I believe the reason it's using rev_user_text instead of rev_user is so that different IP addresses are considered to be different users. With rev_user, all IPs just show up are 0, so they'd be counted as one user.
(In reply to Sean Pringle from comment #0) > 2. Optimizer choose to retrieve the results entirely from existing indexes > without touching rows at all. Big deal! Given comment 1 (the desire to use rev_user_text), can we force indices? That seems like it could work here. Otherwise, what are our other options? Caching this data for a day? Storing the counts in the DB?
There isn't a useful index on rev_user_text /to/ force :) afaik these results are already cached so this doesn't need to be instant, just tolerable. I guess I need to trial adding a page_usertext_timestamp index and report back.

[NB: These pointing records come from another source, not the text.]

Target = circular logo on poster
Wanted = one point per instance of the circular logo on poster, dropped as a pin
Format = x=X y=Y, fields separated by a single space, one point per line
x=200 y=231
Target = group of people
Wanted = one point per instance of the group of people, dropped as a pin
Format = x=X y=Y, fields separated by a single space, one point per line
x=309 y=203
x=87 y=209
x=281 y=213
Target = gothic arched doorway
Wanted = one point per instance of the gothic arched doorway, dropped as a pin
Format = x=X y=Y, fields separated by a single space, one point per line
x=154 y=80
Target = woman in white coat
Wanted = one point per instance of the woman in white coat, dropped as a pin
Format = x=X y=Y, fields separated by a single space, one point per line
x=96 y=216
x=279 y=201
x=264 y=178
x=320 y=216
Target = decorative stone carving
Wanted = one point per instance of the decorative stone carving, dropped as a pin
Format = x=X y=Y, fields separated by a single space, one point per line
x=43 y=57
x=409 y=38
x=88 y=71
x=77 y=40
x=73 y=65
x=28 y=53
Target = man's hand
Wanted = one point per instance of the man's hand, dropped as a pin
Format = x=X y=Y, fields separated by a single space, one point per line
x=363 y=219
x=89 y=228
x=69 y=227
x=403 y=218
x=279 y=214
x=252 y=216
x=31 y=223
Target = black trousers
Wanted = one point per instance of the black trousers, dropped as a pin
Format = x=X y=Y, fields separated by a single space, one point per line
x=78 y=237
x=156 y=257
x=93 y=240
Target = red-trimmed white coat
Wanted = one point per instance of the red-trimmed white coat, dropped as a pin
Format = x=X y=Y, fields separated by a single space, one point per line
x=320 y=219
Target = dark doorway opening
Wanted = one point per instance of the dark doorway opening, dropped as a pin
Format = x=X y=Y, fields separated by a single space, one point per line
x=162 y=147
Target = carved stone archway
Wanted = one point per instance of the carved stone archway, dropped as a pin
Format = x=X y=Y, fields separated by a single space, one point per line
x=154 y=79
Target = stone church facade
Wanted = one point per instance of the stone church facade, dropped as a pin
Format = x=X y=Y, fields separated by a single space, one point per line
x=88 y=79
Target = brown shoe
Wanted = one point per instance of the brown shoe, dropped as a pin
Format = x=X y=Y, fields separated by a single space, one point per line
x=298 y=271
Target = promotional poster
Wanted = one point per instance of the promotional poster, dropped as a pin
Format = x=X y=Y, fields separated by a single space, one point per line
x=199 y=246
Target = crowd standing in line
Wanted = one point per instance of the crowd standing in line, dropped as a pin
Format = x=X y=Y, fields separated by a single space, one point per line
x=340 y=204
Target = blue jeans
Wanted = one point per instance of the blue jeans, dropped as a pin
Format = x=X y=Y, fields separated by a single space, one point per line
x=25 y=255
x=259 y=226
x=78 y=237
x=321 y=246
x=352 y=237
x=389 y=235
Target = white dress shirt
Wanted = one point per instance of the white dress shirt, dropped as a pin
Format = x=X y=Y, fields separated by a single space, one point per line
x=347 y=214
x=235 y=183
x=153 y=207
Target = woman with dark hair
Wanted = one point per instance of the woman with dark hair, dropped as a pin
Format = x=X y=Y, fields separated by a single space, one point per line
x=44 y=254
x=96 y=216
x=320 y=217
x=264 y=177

(In reply to Sean Pringle from comment #3) > There isn't a useful index on rev_user_text /to/ force :) Ah, fair enough. For the bug's reference, according to <https://git.wikimedia.org/raw/mediawiki%2fcore%2egit/HEAD/maintenance%2ftables%2esql> MediaWiki core has: CREATE INDEX /*i*/usertext_timestamp ON /*_*/revision (rev_user_text,rev_timestamp); CREATE INDEX /*i*/page_user_timestamp ON /*_*/revision (rev_page,rev_user,rev_timestamp); > afaik these results are already cached so this doesn't need to be instant, > just tolerable. I guess I need to trial adding a page_usertext_timestamp > index and report back. I guess this page_usertext_timestamp index would be a combination of usertext_timestamp and page_user_timestamp and would be a custom index for (all?) Wikimedia wikis. Won't this be a very large index for the very large revision tables? I'm not sure this feature is worth it, but this is most definitely your area of expertise and not mine. :-)
Yes, the potential index size isn't a thrilling prospect.